2. Gravner, 1993 Sauvignon Blanc
Grape variety: Sauvignon Blanc
Classification: Collio Goriziano
Average price per bottle: £103
A final return to the Slavic/Germanic borderlands of Friuli now for a winemaker whose entire range is held in a mixture of awe and mild confusion.
Owner Josko Gravner was well known in the 1990s for his long maceration times and in 2001 he released the first of his wines macerated on their skins, in amphorae, a la Georgia’s winemakers, and then aged for a further six years in barrels and another year in bottle.
Gravner also works entirely in accordance with phases of the moon.
He resulting wines are, therefore, “unique” in every sense of the word. Robinson politely declares that they are “not for her”, while acknowledging their potential with food and gave the 1993 Sauvignon 17(!) points, while Galloni tends to be more positive in his reviews while simultaneously acknowledging that the huge following Gravner has in Italy can mean that the prices are “grossly out of line with respect to their quality/price rapport”.
Other fears rest on the notion that the thick, slightly oxidised characters – if not the slightly alarming orange hues – these wines exhibit obliterate any hint of terroir.

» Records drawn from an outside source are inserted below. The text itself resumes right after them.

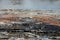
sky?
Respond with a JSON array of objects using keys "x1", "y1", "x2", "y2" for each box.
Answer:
[{"x1": 0, "y1": 0, "x2": 60, "y2": 10}]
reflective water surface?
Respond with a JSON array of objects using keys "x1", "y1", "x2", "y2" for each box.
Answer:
[{"x1": 0, "y1": 0, "x2": 60, "y2": 10}]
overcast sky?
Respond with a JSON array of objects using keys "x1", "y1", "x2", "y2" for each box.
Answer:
[{"x1": 0, "y1": 0, "x2": 60, "y2": 10}]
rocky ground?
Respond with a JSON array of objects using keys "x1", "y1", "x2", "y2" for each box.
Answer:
[{"x1": 0, "y1": 9, "x2": 60, "y2": 40}]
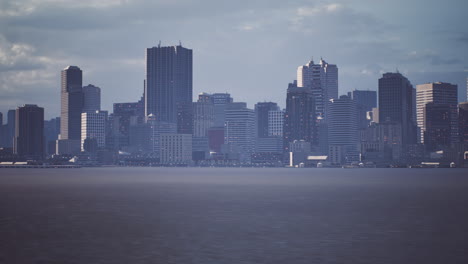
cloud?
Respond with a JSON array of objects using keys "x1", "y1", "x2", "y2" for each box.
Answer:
[{"x1": 405, "y1": 49, "x2": 461, "y2": 66}]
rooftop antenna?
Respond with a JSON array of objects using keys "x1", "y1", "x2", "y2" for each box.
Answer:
[{"x1": 158, "y1": 40, "x2": 161, "y2": 47}]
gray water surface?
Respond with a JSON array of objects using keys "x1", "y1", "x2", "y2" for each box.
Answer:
[{"x1": 1, "y1": 168, "x2": 467, "y2": 264}]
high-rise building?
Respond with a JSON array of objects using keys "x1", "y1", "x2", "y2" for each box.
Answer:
[
  {"x1": 352, "y1": 90, "x2": 377, "y2": 129},
  {"x1": 60, "y1": 66, "x2": 83, "y2": 140},
  {"x1": 44, "y1": 117, "x2": 60, "y2": 155},
  {"x1": 416, "y1": 82, "x2": 458, "y2": 146},
  {"x1": 224, "y1": 104, "x2": 256, "y2": 163},
  {"x1": 378, "y1": 72, "x2": 417, "y2": 147},
  {"x1": 297, "y1": 58, "x2": 338, "y2": 121},
  {"x1": 0, "y1": 110, "x2": 16, "y2": 148},
  {"x1": 193, "y1": 93, "x2": 214, "y2": 137},
  {"x1": 283, "y1": 82, "x2": 316, "y2": 152},
  {"x1": 458, "y1": 102, "x2": 468, "y2": 151},
  {"x1": 423, "y1": 103, "x2": 453, "y2": 151},
  {"x1": 212, "y1": 93, "x2": 233, "y2": 127},
  {"x1": 145, "y1": 44, "x2": 193, "y2": 133},
  {"x1": 255, "y1": 102, "x2": 279, "y2": 138},
  {"x1": 81, "y1": 111, "x2": 107, "y2": 152},
  {"x1": 268, "y1": 109, "x2": 284, "y2": 137},
  {"x1": 14, "y1": 104, "x2": 44, "y2": 160},
  {"x1": 328, "y1": 95, "x2": 359, "y2": 164},
  {"x1": 82, "y1": 84, "x2": 101, "y2": 112}
]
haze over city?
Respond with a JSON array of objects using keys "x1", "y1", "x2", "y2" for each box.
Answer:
[{"x1": 1, "y1": 0, "x2": 467, "y2": 119}]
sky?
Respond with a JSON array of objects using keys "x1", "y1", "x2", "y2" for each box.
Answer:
[{"x1": 0, "y1": 0, "x2": 467, "y2": 119}]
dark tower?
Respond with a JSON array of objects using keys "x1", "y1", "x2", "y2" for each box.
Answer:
[
  {"x1": 255, "y1": 102, "x2": 279, "y2": 138},
  {"x1": 378, "y1": 72, "x2": 417, "y2": 147},
  {"x1": 14, "y1": 104, "x2": 44, "y2": 160},
  {"x1": 145, "y1": 44, "x2": 193, "y2": 133},
  {"x1": 283, "y1": 81, "x2": 316, "y2": 152}
]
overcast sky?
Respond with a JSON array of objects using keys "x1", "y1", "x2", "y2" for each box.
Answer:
[{"x1": 1, "y1": 0, "x2": 467, "y2": 119}]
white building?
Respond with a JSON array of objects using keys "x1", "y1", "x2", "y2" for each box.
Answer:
[
  {"x1": 297, "y1": 58, "x2": 338, "y2": 121},
  {"x1": 160, "y1": 133, "x2": 192, "y2": 165},
  {"x1": 268, "y1": 109, "x2": 284, "y2": 137},
  {"x1": 81, "y1": 111, "x2": 107, "y2": 151}
]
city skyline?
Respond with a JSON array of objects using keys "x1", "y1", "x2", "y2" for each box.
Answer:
[{"x1": 0, "y1": 0, "x2": 467, "y2": 119}]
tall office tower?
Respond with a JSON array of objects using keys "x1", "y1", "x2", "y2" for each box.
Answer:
[
  {"x1": 60, "y1": 66, "x2": 83, "y2": 140},
  {"x1": 145, "y1": 44, "x2": 193, "y2": 134},
  {"x1": 82, "y1": 84, "x2": 101, "y2": 112},
  {"x1": 81, "y1": 111, "x2": 107, "y2": 152},
  {"x1": 212, "y1": 93, "x2": 233, "y2": 127},
  {"x1": 416, "y1": 82, "x2": 458, "y2": 146},
  {"x1": 255, "y1": 102, "x2": 279, "y2": 138},
  {"x1": 0, "y1": 109, "x2": 16, "y2": 147},
  {"x1": 378, "y1": 72, "x2": 417, "y2": 147},
  {"x1": 283, "y1": 82, "x2": 316, "y2": 153},
  {"x1": 423, "y1": 103, "x2": 454, "y2": 151},
  {"x1": 328, "y1": 95, "x2": 359, "y2": 164},
  {"x1": 297, "y1": 58, "x2": 338, "y2": 121},
  {"x1": 352, "y1": 90, "x2": 377, "y2": 129},
  {"x1": 224, "y1": 104, "x2": 256, "y2": 163},
  {"x1": 268, "y1": 109, "x2": 284, "y2": 137},
  {"x1": 14, "y1": 105, "x2": 44, "y2": 160},
  {"x1": 44, "y1": 117, "x2": 60, "y2": 155},
  {"x1": 193, "y1": 93, "x2": 214, "y2": 137},
  {"x1": 458, "y1": 102, "x2": 468, "y2": 151}
]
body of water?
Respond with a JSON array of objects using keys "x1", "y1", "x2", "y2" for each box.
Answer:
[{"x1": 1, "y1": 168, "x2": 467, "y2": 264}]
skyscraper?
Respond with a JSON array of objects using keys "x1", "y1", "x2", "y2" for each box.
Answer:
[
  {"x1": 145, "y1": 44, "x2": 192, "y2": 133},
  {"x1": 224, "y1": 104, "x2": 256, "y2": 163},
  {"x1": 81, "y1": 111, "x2": 107, "y2": 151},
  {"x1": 268, "y1": 109, "x2": 284, "y2": 137},
  {"x1": 193, "y1": 93, "x2": 214, "y2": 137},
  {"x1": 14, "y1": 104, "x2": 44, "y2": 160},
  {"x1": 416, "y1": 82, "x2": 458, "y2": 146},
  {"x1": 459, "y1": 102, "x2": 468, "y2": 151},
  {"x1": 212, "y1": 93, "x2": 233, "y2": 127},
  {"x1": 297, "y1": 58, "x2": 338, "y2": 121},
  {"x1": 283, "y1": 81, "x2": 316, "y2": 152},
  {"x1": 328, "y1": 95, "x2": 359, "y2": 164},
  {"x1": 255, "y1": 102, "x2": 279, "y2": 138},
  {"x1": 60, "y1": 66, "x2": 83, "y2": 140},
  {"x1": 82, "y1": 84, "x2": 101, "y2": 112},
  {"x1": 378, "y1": 72, "x2": 417, "y2": 147}
]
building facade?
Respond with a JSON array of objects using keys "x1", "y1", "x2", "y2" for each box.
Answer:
[
  {"x1": 283, "y1": 82, "x2": 316, "y2": 152},
  {"x1": 81, "y1": 111, "x2": 107, "y2": 151},
  {"x1": 82, "y1": 84, "x2": 101, "y2": 113},
  {"x1": 378, "y1": 72, "x2": 417, "y2": 148},
  {"x1": 14, "y1": 105, "x2": 44, "y2": 160},
  {"x1": 145, "y1": 44, "x2": 193, "y2": 133},
  {"x1": 416, "y1": 82, "x2": 458, "y2": 145}
]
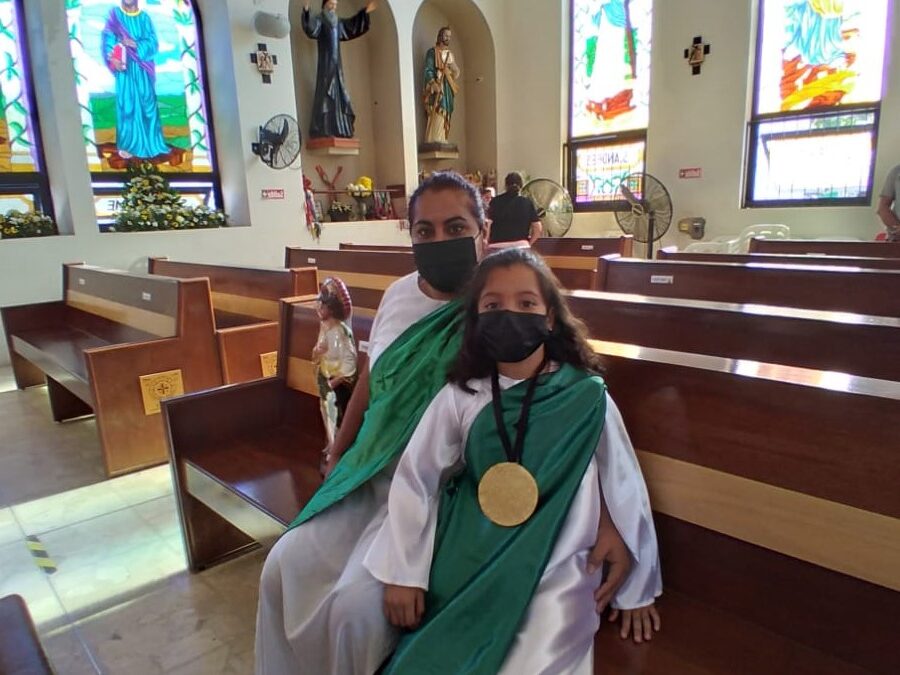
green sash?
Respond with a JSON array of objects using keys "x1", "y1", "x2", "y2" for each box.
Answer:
[
  {"x1": 384, "y1": 365, "x2": 606, "y2": 675},
  {"x1": 288, "y1": 300, "x2": 462, "y2": 529}
]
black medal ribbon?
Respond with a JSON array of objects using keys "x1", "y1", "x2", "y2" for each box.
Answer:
[{"x1": 489, "y1": 357, "x2": 548, "y2": 465}]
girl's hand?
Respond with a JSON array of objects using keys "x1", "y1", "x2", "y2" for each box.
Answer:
[
  {"x1": 328, "y1": 376, "x2": 345, "y2": 389},
  {"x1": 609, "y1": 604, "x2": 661, "y2": 644},
  {"x1": 383, "y1": 584, "x2": 425, "y2": 629}
]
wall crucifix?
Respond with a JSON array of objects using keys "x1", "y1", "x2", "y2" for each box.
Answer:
[
  {"x1": 251, "y1": 43, "x2": 278, "y2": 84},
  {"x1": 684, "y1": 36, "x2": 711, "y2": 75}
]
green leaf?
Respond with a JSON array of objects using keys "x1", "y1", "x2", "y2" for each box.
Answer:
[{"x1": 12, "y1": 100, "x2": 28, "y2": 117}]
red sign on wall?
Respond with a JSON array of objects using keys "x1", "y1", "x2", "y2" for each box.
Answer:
[
  {"x1": 678, "y1": 167, "x2": 703, "y2": 179},
  {"x1": 261, "y1": 189, "x2": 285, "y2": 200}
]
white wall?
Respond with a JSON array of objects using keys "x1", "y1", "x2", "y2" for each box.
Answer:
[{"x1": 488, "y1": 0, "x2": 900, "y2": 250}]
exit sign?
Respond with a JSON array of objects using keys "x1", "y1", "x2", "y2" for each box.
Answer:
[{"x1": 261, "y1": 188, "x2": 285, "y2": 200}]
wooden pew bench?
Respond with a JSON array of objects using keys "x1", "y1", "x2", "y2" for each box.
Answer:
[
  {"x1": 285, "y1": 247, "x2": 415, "y2": 316},
  {"x1": 163, "y1": 298, "x2": 372, "y2": 571},
  {"x1": 336, "y1": 237, "x2": 634, "y2": 291},
  {"x1": 596, "y1": 254, "x2": 900, "y2": 317},
  {"x1": 589, "y1": 341, "x2": 900, "y2": 674},
  {"x1": 658, "y1": 246, "x2": 900, "y2": 271},
  {"x1": 749, "y1": 237, "x2": 900, "y2": 258},
  {"x1": 148, "y1": 258, "x2": 318, "y2": 383},
  {"x1": 1, "y1": 263, "x2": 221, "y2": 476},
  {"x1": 0, "y1": 595, "x2": 53, "y2": 675},
  {"x1": 568, "y1": 291, "x2": 900, "y2": 381}
]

The Sauvignon takes the lead as it is the most expensive but there is similar enthusiasm among admirers for the, slightly cheaper, Breg (a mix of Chardonnay/Sauvignon Blanc/Riesling and Pinot Grigio, averaging £40 a bottle), Ribolla Gialla (from a Slavic/Mediterranean grape called Ribolla, £40 a bottle), and Pinot Grigio (£80), both their pre- and post- amphorae versions. These wines tend to gain better points.
From the website (which is just in Italian) and the review sites of Purple Pages and WA, it does not appear that the Sauvignon Blanc is made anymore, with only the 1993 making any kind of appearance.
If this is the case then that is likely the reason why it is so expensive.